Tuesday, September 21, 2010

One day, two papers

BTRG had a lucky day: two papers were published on the same day.

A short paper about brown trout was published in Croatian journal. Unlike most of our research on brown trout, this paper is not about wild population. We genotyped fish from Fishing Club Bled fish farm to estimate the level of introgression of non native (Atlantic) genetic markers into native (Danubian) brown trout. Introgression was higher in females, probably because survival rate of males in captivity is lower therefore new males are routinely transferred from the wild where introgression is lower.

The second paper is about huchen, an endangered salmonid that matures at 65-70 cm of length and is endemic to the Danube basin. Unlike the highly diverse brown trout, huchen has low genetic variability so even fish from distant locations are genetically very similar. Based on observed markers, samples from 6 countries can be placed into two clusters: Austria / Slovenia and Ukraine / Slovakia / Montenegro / Bosnia-Herzegovina.

There are several possible explanations for low diversity within the species: (1) a slow molecular clock - essentially slow evolution; (2) low historical effective population sizes - small number of "breeders" in the entire basin; (3) a speciation founder effect - all living huchens are descendants of a very small number of ancestral huchens; (4) more recent human-caused bottlenecks - caused by overfishing and habitat degradation.

Monday, September 20, 2010

ICSB

Anja and Aleš attended the 20th International Conference on Subterranean Biology (ICSB), from 29 August to 3 September, held in Postojna, Slovenia. Postojna cave was named "cradle of speleobiology" after the discovery of the first subterranean life (cave beetle Leptodirus hochenwartii Schmidt, 1832). Anja's contribution was a description of subterranean migration of imotska gaovica Delminichthys adspersus based on genetic evidence.

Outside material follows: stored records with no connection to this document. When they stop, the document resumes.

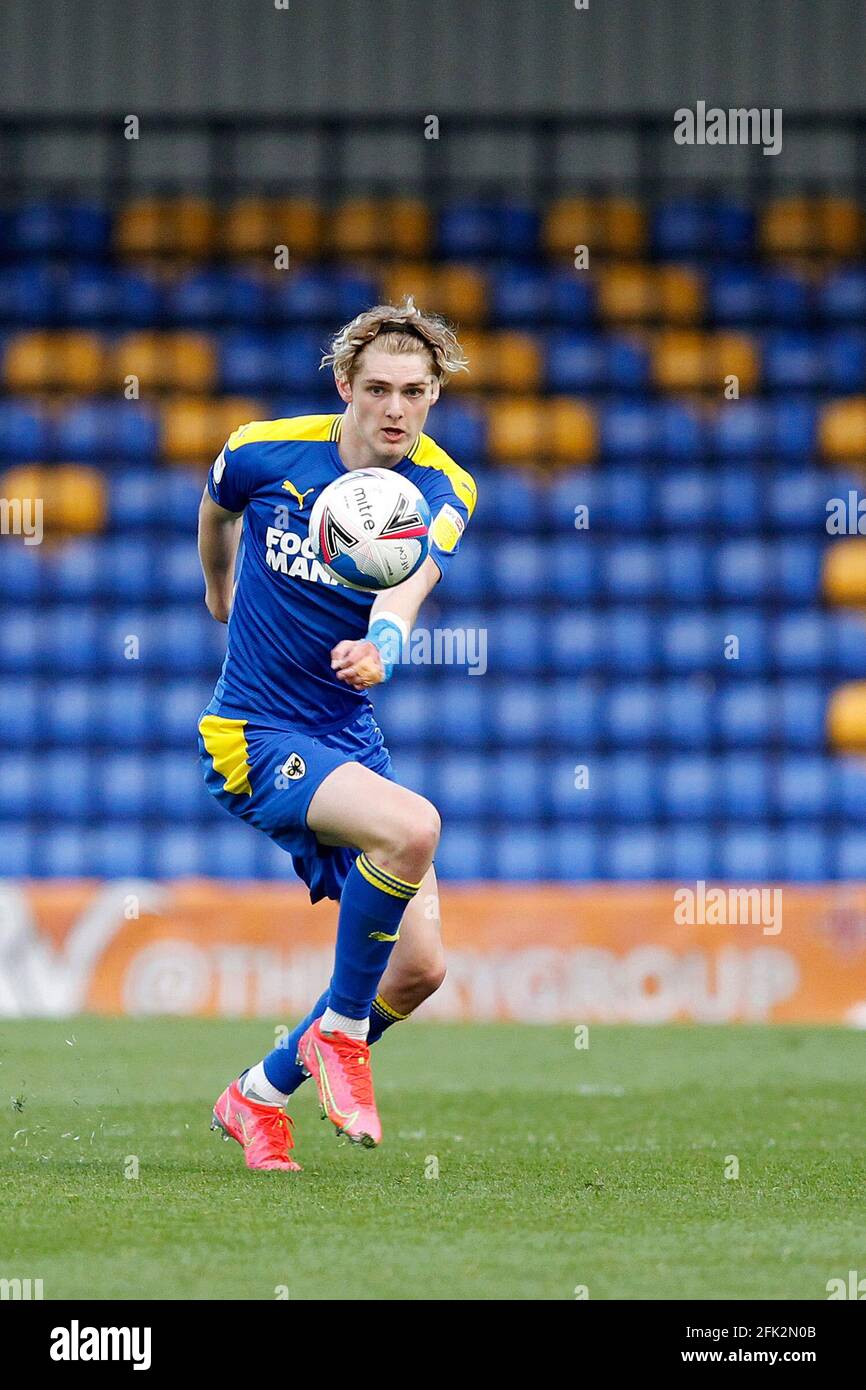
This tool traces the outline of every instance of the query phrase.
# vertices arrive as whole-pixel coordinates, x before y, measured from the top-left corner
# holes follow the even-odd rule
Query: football
[[[313,553],[350,589],[391,589],[430,549],[430,508],[389,468],[356,468],[319,494],[310,515]]]

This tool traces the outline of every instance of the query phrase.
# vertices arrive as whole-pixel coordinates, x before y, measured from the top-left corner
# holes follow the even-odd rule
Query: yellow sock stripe
[[[363,863],[361,862],[363,860]],[[356,860],[358,867],[365,878],[372,877],[379,883],[381,888],[396,893],[399,897],[411,898],[421,887],[420,883],[409,883],[405,878],[398,878],[396,874],[390,874],[385,869],[380,869],[378,864],[374,864],[368,859],[366,854],[359,854]]]
[[[364,854],[363,850],[361,851],[361,858],[368,869],[372,869],[373,873],[378,874],[380,878],[386,878],[389,883],[393,883],[395,888],[410,888],[413,893],[417,893],[421,887],[420,883],[410,883],[408,878],[398,878],[396,874],[391,873],[390,869],[380,869],[379,865],[374,864],[370,856]]]
[[[381,994],[376,995],[370,1007],[375,1009],[377,1013],[380,1013],[383,1018],[390,1019],[392,1023],[402,1023],[404,1018],[409,1017],[408,1014],[398,1014],[396,1009],[392,1009],[390,1004],[385,1003]]]
[[[364,876],[368,883],[372,883],[374,888],[378,888],[380,892],[390,893],[392,898],[401,898],[403,902],[408,902],[410,898],[415,896],[414,890],[407,893],[404,888],[393,888],[387,880],[379,878],[378,874],[371,873],[370,868],[364,862],[360,854],[355,860],[355,863],[358,866],[359,873]]]

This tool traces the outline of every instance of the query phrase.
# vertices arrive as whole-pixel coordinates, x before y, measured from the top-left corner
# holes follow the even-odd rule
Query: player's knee
[[[416,957],[397,976],[400,998],[404,1002],[411,999],[412,1009],[417,1009],[419,1004],[436,993],[444,983],[446,974],[445,956],[441,949],[429,956]]]
[[[442,822],[436,807],[424,797],[417,797],[403,826],[403,854],[413,863],[430,865],[441,832]]]

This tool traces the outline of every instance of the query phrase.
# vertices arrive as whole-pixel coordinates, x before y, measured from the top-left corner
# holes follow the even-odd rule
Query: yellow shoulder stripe
[[[435,440],[428,434],[419,435],[418,442],[407,457],[410,463],[417,463],[420,468],[438,468],[444,473],[469,515],[472,515],[478,500],[475,479],[459,463],[455,463]]]
[[[334,423],[339,415],[295,415],[286,420],[251,420],[229,436],[228,447],[239,449],[242,444],[263,444],[269,440],[332,439]]]

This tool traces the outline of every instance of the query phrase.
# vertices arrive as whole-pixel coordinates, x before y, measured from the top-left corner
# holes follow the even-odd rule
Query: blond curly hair
[[[341,328],[331,342],[321,366],[332,366],[334,376],[351,381],[358,358],[368,343],[376,341],[383,352],[426,351],[433,375],[443,383],[455,372],[469,369],[466,354],[450,324],[438,314],[419,309],[411,295],[400,304],[376,304]]]

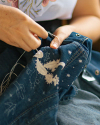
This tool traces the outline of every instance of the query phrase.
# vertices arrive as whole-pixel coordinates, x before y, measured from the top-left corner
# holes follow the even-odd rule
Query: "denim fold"
[[[20,59],[16,71],[9,66],[0,72],[0,79],[9,72],[16,76],[13,80],[6,76],[1,82],[5,90],[0,96],[0,125],[58,125],[59,101],[76,95],[73,82],[91,59],[92,40],[72,32],[58,49],[52,49],[49,45],[53,38],[50,34],[47,39],[40,38],[42,44],[37,51],[32,50],[26,66]],[[19,58],[19,52],[8,48],[2,53],[3,59],[8,52],[10,57]],[[13,67],[16,59],[0,62],[0,71],[8,64]],[[19,65],[22,70],[18,73]]]

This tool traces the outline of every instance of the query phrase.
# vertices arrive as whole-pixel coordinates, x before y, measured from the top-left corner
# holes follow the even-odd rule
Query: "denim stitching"
[[[75,44],[77,47],[79,47],[76,43],[73,43],[73,44]],[[82,50],[82,47],[80,47],[80,49]],[[86,51],[84,51],[84,50],[82,50],[84,53],[83,54],[85,54],[87,57],[88,57],[88,52],[86,52]],[[87,58],[86,57],[86,58]]]
[[[29,112],[29,111],[32,110],[33,108],[37,107],[39,104],[42,104],[42,103],[48,101],[48,99],[52,99],[52,98],[56,97],[57,95],[58,95],[58,92],[56,92],[56,93],[54,93],[54,94],[52,94],[52,95],[50,95],[50,96],[48,96],[48,97],[42,99],[41,101],[39,101],[39,103],[36,103],[33,107],[27,109],[27,110],[24,111],[21,115],[19,115],[17,118],[15,118],[15,120],[14,120],[12,123],[10,123],[9,125],[13,125],[13,123],[15,123],[19,118],[21,118],[21,117],[22,117],[23,115],[25,115],[27,112]],[[51,97],[51,96],[52,96],[52,97]]]
[[[73,43],[75,44],[77,47],[79,47],[79,43]],[[86,56],[88,56],[88,52],[84,51],[84,49],[80,46],[80,49],[82,50],[82,52],[84,52],[86,54]]]
[[[82,42],[82,44],[83,44],[83,43],[85,42],[86,39],[88,39],[88,38],[87,38],[87,37],[84,37],[84,38],[80,39],[79,42],[80,42],[80,43]]]
[[[82,44],[83,44],[87,39],[88,39],[87,37],[84,37],[84,38],[80,39],[79,42],[82,42]]]
[[[68,61],[68,63],[66,64],[66,66],[65,66],[65,68],[70,64],[70,63],[72,63],[82,52],[80,51],[80,53],[78,53],[80,51],[80,49],[73,55],[74,57],[72,57],[69,61]],[[78,55],[77,55],[77,53],[78,53]]]
[[[34,122],[36,119],[38,119],[41,115],[44,115],[46,112],[48,111],[51,111],[52,109],[54,109],[55,107],[58,107],[58,104],[57,105],[54,105],[54,106],[51,106],[47,109],[45,109],[45,111],[42,111],[41,113],[39,113],[38,115],[35,116],[35,118],[33,118],[30,123],[28,122],[27,125],[31,124],[32,122]]]
[[[80,49],[79,49],[78,51],[80,51]],[[78,53],[78,52],[77,52],[77,53]],[[76,53],[76,54],[77,54],[77,53]],[[75,55],[76,55],[76,54],[75,54]],[[74,56],[75,56],[75,55],[74,55]],[[75,59],[75,58],[74,58],[74,59]],[[52,98],[53,98],[53,97],[52,97]],[[43,100],[44,100],[43,102],[47,101],[48,99],[49,99],[49,97],[43,99]],[[42,100],[41,100],[41,101],[40,101],[38,104],[36,104],[34,107],[36,107],[37,105],[39,105],[39,104],[41,104],[41,103],[43,103],[43,102],[42,102]],[[34,108],[34,107],[32,107],[32,108]],[[32,108],[31,108],[31,109],[32,109]],[[27,112],[28,112],[29,110],[31,110],[31,109],[28,109],[27,111],[25,111],[23,115],[25,115],[25,113],[27,113]],[[22,117],[23,115],[21,115],[20,117]],[[20,117],[19,117],[19,118],[20,118]],[[17,118],[16,121],[17,121],[19,118]],[[15,122],[15,121],[14,121],[14,122]],[[14,123],[14,122],[13,122],[13,123]],[[12,124],[13,124],[13,123],[12,123]]]
[[[72,38],[72,37],[69,37],[69,38]],[[87,40],[87,39],[88,39],[88,38],[84,36],[84,37],[81,38],[80,41],[78,41],[78,42],[79,42],[79,43],[82,42],[82,44],[83,44],[83,43],[85,42],[84,40]],[[70,39],[65,39],[65,40],[66,40],[66,41],[69,41]],[[77,40],[79,40],[79,39],[75,39],[75,40],[77,41]],[[73,41],[73,40],[71,39],[71,41]]]
[[[70,58],[70,60],[72,60],[72,58],[74,58],[76,55],[77,55],[77,53],[80,51],[80,49],[79,48],[77,48],[78,50],[76,51],[76,53],[75,54],[73,54],[73,56]],[[68,62],[70,62],[70,60],[68,61]],[[67,65],[67,64],[66,64]]]
[[[76,37],[76,34],[77,34],[77,33],[75,33],[75,37]],[[80,34],[80,36],[82,36],[82,35]],[[74,36],[68,36],[68,38],[72,38],[72,37],[74,37]],[[85,36],[82,36],[82,37],[83,37],[83,39],[84,39]],[[66,39],[68,39],[68,38],[66,38]],[[77,38],[77,37],[76,37],[76,38]],[[79,38],[79,37],[78,37],[78,38]]]
[[[85,38],[84,38],[84,41],[82,42],[82,44],[83,44],[86,40],[88,40],[88,38],[87,38],[87,37],[85,37]]]
[[[82,53],[82,52],[81,52],[81,53]],[[81,53],[79,53],[69,64],[71,64]],[[69,64],[67,64],[66,67],[68,67]]]
[[[75,56],[74,59],[72,59],[69,64],[71,64],[81,53],[82,53],[82,52],[80,52],[77,56]],[[85,58],[87,59],[87,57],[85,57]],[[69,64],[67,64],[66,67],[68,67]]]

The conference was very interesting and excellently organized, it was really exciting to be a part of the underground scientific community for a while.

Tuesday, September 7, 2010

Introducing Nate

Nate Cathcart is a student from the Colorado State University taking a semester off to learn methods of fish population genetics before graduating in May 2011. During his five month stay in BTRG lab he will investigate origins of rainbow trout populations in Slovenia using historical and genetic data. Besides studying fish and growing his mullet, he enjoys ice-fishing and fly-fishing.